For his first Etro show, Marco de Vincenzo, who also designs accessories for Fendi, didn’t play up the label’s signature paisley, instead enlarging its logo and embroidering it onto the pockets of striped shirts, the corners of skirts and the sides of upcycled carpet bags from last season’s fabrics. The problem with this approach is that Etro doesn’t have enough brand equity to make the logo universally desirable – de Vincenzo has a lot to do to get it there.
It seems that just being a leather goods brand is no longer enough today – those that have successfully become luxury fashion houses, such as Louis Vuitton and Hermès, sell more handbags than specialized handbag brands and more shoes than shoemakers.

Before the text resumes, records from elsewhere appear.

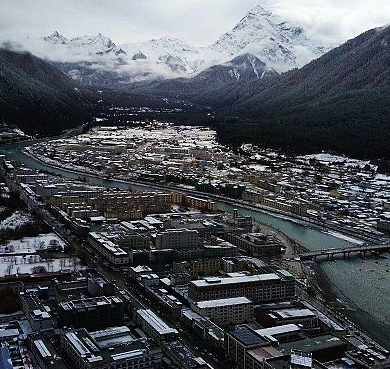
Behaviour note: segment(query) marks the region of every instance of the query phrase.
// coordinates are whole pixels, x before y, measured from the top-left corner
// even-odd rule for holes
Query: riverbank
[[[273,266],[288,270],[297,280],[306,286],[306,291],[316,296],[319,301],[333,312],[334,317],[343,317],[347,328],[354,332],[362,343],[371,344],[372,340],[390,349],[390,331],[386,322],[378,322],[367,311],[359,308],[342,290],[329,278],[324,266],[334,264],[334,261],[316,263],[297,260],[297,252],[306,251],[300,245],[281,231],[261,222],[254,223],[256,231],[277,237],[286,248],[282,255],[262,258]],[[363,260],[364,263],[366,260]],[[376,261],[374,261],[375,263]],[[328,263],[328,264],[327,264]],[[337,261],[336,261],[337,263]],[[390,263],[389,263],[390,264]],[[337,319],[336,319],[337,320]]]
[[[260,231],[261,233],[275,236],[285,248],[285,252],[281,255],[262,257],[262,259],[271,265],[287,270],[296,279],[306,283],[306,272],[302,268],[299,259],[297,259],[297,254],[306,251],[306,249],[284,233],[261,222],[254,222],[254,230],[256,232]]]
[[[341,260],[338,260],[341,261]],[[329,273],[328,266],[332,266],[337,262],[327,261],[319,264],[315,262],[303,263],[303,268],[308,276],[309,285],[318,291],[322,296],[324,303],[331,307],[332,310],[346,317],[350,330],[357,330],[356,335],[363,343],[369,343],[375,340],[387,349],[390,349],[390,330],[389,330],[389,314],[379,317],[378,314],[373,316],[370,311],[370,305],[363,309],[352,300],[353,295],[359,295],[359,290],[350,290],[350,293],[344,293],[342,289],[335,284],[335,278]],[[367,262],[367,260],[355,262]],[[370,262],[370,261],[369,261]],[[340,273],[342,276],[342,271]],[[361,287],[361,289],[365,287]],[[381,296],[376,296],[381,299]],[[374,304],[375,301],[372,301]]]

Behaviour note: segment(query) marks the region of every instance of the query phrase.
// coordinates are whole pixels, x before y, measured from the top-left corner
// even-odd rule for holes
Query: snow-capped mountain
[[[304,66],[331,47],[310,39],[303,28],[257,5],[208,49],[221,59],[252,53],[280,73]]]
[[[70,42],[66,37],[60,35],[57,31],[54,31],[50,36],[46,36],[43,39],[47,42],[61,45],[68,45]]]
[[[212,65],[226,63],[243,54],[253,54],[278,73],[299,68],[332,47],[309,38],[291,24],[257,5],[229,32],[208,47],[197,48],[169,37],[120,45],[128,55],[141,53],[173,71],[196,74]]]
[[[100,33],[68,40],[54,32],[44,40],[56,50],[63,49],[60,62],[58,58],[54,59],[57,55],[54,52],[51,60],[59,62],[57,65],[65,73],[84,83],[96,84],[107,72],[110,76],[105,78],[105,85],[112,80],[112,73],[118,77],[114,78],[115,83],[118,79],[122,83],[131,83],[192,77],[213,65],[228,63],[245,54],[260,59],[265,64],[264,70],[282,73],[302,67],[332,48],[310,38],[303,28],[280,19],[261,6],[253,7],[232,30],[207,47],[195,47],[173,37],[116,46]],[[66,60],[67,57],[70,60]],[[99,78],[95,74],[99,74]]]
[[[146,42],[120,45],[133,60],[148,59],[165,64],[180,75],[191,75],[202,70],[205,63],[201,49],[173,37],[161,37]]]
[[[75,54],[113,54],[118,56],[125,54],[125,52],[117,47],[109,37],[103,36],[101,33],[96,36],[81,36],[68,40],[63,35],[55,31],[52,35],[44,37],[44,40],[48,43],[57,45],[58,47],[64,47],[68,52]]]

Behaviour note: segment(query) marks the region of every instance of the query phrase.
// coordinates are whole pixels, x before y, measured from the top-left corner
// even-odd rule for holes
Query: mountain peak
[[[85,53],[85,55],[111,54],[119,56],[120,54],[126,54],[121,48],[118,48],[109,37],[104,36],[100,32],[97,35],[84,35],[68,40],[58,31],[54,31],[52,35],[44,37],[44,40],[55,45],[64,45],[68,52],[76,55]]]
[[[248,13],[236,24],[233,30],[245,28],[267,28],[274,24],[282,23],[282,20],[275,16],[271,11],[260,5],[255,5]]]
[[[284,21],[260,5],[249,10],[209,48],[230,58],[254,54],[278,73],[302,67],[328,49],[310,39],[299,25]]]
[[[253,8],[251,8],[248,13],[246,13],[245,17],[250,15],[262,16],[262,17],[271,17],[272,12],[263,8],[261,5],[257,4]],[[244,18],[245,18],[244,17]]]
[[[43,38],[45,41],[50,41],[56,44],[66,44],[68,43],[68,39],[61,35],[58,31],[54,31],[50,36],[46,36]]]
[[[94,45],[100,48],[109,49],[116,46],[109,37],[106,37],[101,33],[98,33],[96,36],[85,35],[81,37],[75,37],[72,38],[71,42],[75,46],[79,46],[79,47]],[[99,50],[99,51],[103,51],[103,50]]]

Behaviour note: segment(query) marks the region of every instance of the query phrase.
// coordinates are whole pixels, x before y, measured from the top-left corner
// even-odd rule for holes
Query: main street
[[[93,260],[94,256],[91,254],[91,260]],[[117,290],[125,290],[130,294],[131,298],[135,300],[139,305],[142,306],[143,309],[151,309],[157,315],[163,317],[163,319],[168,322],[171,326],[176,327],[179,334],[179,341],[189,350],[191,351],[195,357],[202,357],[209,365],[211,365],[215,369],[223,369],[223,364],[217,359],[214,355],[212,355],[205,348],[202,348],[201,339],[196,340],[194,336],[188,334],[185,330],[180,328],[180,320],[175,319],[172,315],[164,314],[156,304],[154,304],[149,299],[146,299],[141,294],[137,293],[137,291],[132,288],[131,284],[129,284],[129,279],[122,272],[114,272],[110,268],[104,266],[101,263],[97,263],[97,270],[101,273],[107,280],[115,281]],[[92,265],[91,265],[92,266]],[[191,333],[192,334],[192,333]],[[194,342],[197,344],[194,344]]]

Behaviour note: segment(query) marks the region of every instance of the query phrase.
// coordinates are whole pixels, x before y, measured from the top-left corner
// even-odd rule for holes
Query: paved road
[[[137,294],[136,291],[129,288],[126,285],[123,274],[121,272],[114,272],[111,269],[101,264],[98,264],[97,269],[108,280],[115,280],[118,288],[126,290],[130,294],[130,296],[134,300],[136,300],[141,306],[143,306],[145,309],[153,310],[158,315],[161,315],[164,318],[164,320],[167,321],[170,325],[174,327],[179,327],[179,323],[180,323],[179,320],[175,320],[172,316],[164,315],[156,304],[154,304],[150,300],[146,300],[144,297]],[[199,342],[197,342],[197,344],[195,344],[194,343],[195,338],[191,337],[190,334],[188,334],[187,332],[181,329],[179,330],[178,340],[184,346],[186,346],[187,349],[195,355],[195,357],[201,356],[209,365],[211,365],[215,369],[223,369],[222,364],[215,361],[215,359],[211,356],[211,354],[208,351],[206,351],[206,349],[201,348],[200,340]]]

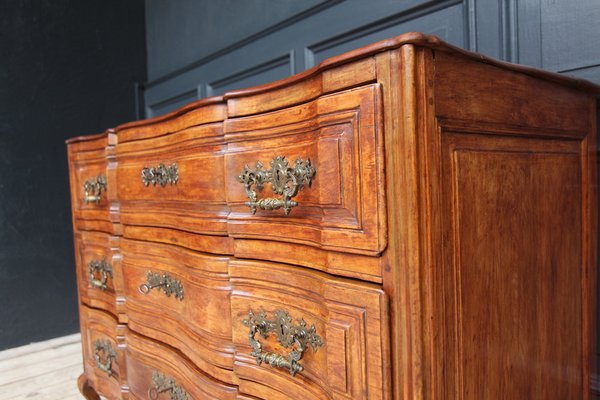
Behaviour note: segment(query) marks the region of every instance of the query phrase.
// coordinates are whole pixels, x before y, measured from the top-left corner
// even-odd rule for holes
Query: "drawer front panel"
[[[241,392],[390,398],[387,297],[379,286],[257,261],[231,261],[230,273]]]
[[[121,277],[115,257],[117,237],[93,231],[76,231],[77,279],[81,301],[117,314],[115,282]]]
[[[106,137],[69,145],[71,209],[77,229],[112,233],[110,195],[115,188],[109,182]]]
[[[80,306],[81,342],[85,375],[98,394],[121,398],[126,382],[125,353],[119,336],[123,325],[103,311]]]
[[[237,388],[215,381],[179,352],[127,332],[129,399],[236,399]]]
[[[128,239],[121,245],[131,329],[179,349],[207,374],[232,383],[228,259]]]
[[[380,90],[374,84],[226,120],[229,234],[379,254],[386,245]]]
[[[222,124],[117,147],[117,197],[124,225],[225,235]]]

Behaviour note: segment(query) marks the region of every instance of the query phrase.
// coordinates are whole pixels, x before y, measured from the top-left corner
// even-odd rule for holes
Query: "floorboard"
[[[0,351],[0,400],[82,400],[81,336]]]

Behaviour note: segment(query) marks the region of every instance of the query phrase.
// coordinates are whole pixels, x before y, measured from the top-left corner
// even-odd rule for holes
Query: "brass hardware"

And so, Swiss leather goods label Bally is trying its hand at fashion again, hiring Los Angeles-based designer Rhuigi Villaseñor to put together its first runway collection in 21 years. His suede suits and flattering low-cut dresses would feel right at home in LA, but they didn’t help establish a clear identity for the brand.
Versace and Dolce & Gabbana have both focused on the power of celebrity and the fashion of the ’90s and early ’90s this season. Donatella Versace cast OG influencer Paris Hilton in a vaguely vampiric show of black waterfall dresses, purple boudoir dresses and dark eyeliner. Dolce & Gabbana partnered with Kim Kardashian in what it calls “curation” rather than collaboration: she selected archival pieces from 1987 to 2007, which the designers reworked slightly by inserting a tag into the garment with the year of their original creation sewed. There were corsets and stretchy dresses, silky cargo pants, and head-to-toe leopard print — all items Kardashian might wear. In a glittering jet evening dress, she bowed to the designers while her mother and three of her children watched from the front row.
It was clever marketing and a moment of light-hearted fun in a week marred by the national election. On the final Sunday of the show, Italians headed to the polls where they were expected to vote for a right-wing coalition that is quietly worrying many in the Italian fashion industry. Armani’s closing show offered another moment of calm with her elegant, light trousers, embroidered jackets and shimmering evening dresses in soft, pale colors. After a week of so many Gen Z focused shows, it was nice to see adult clothing.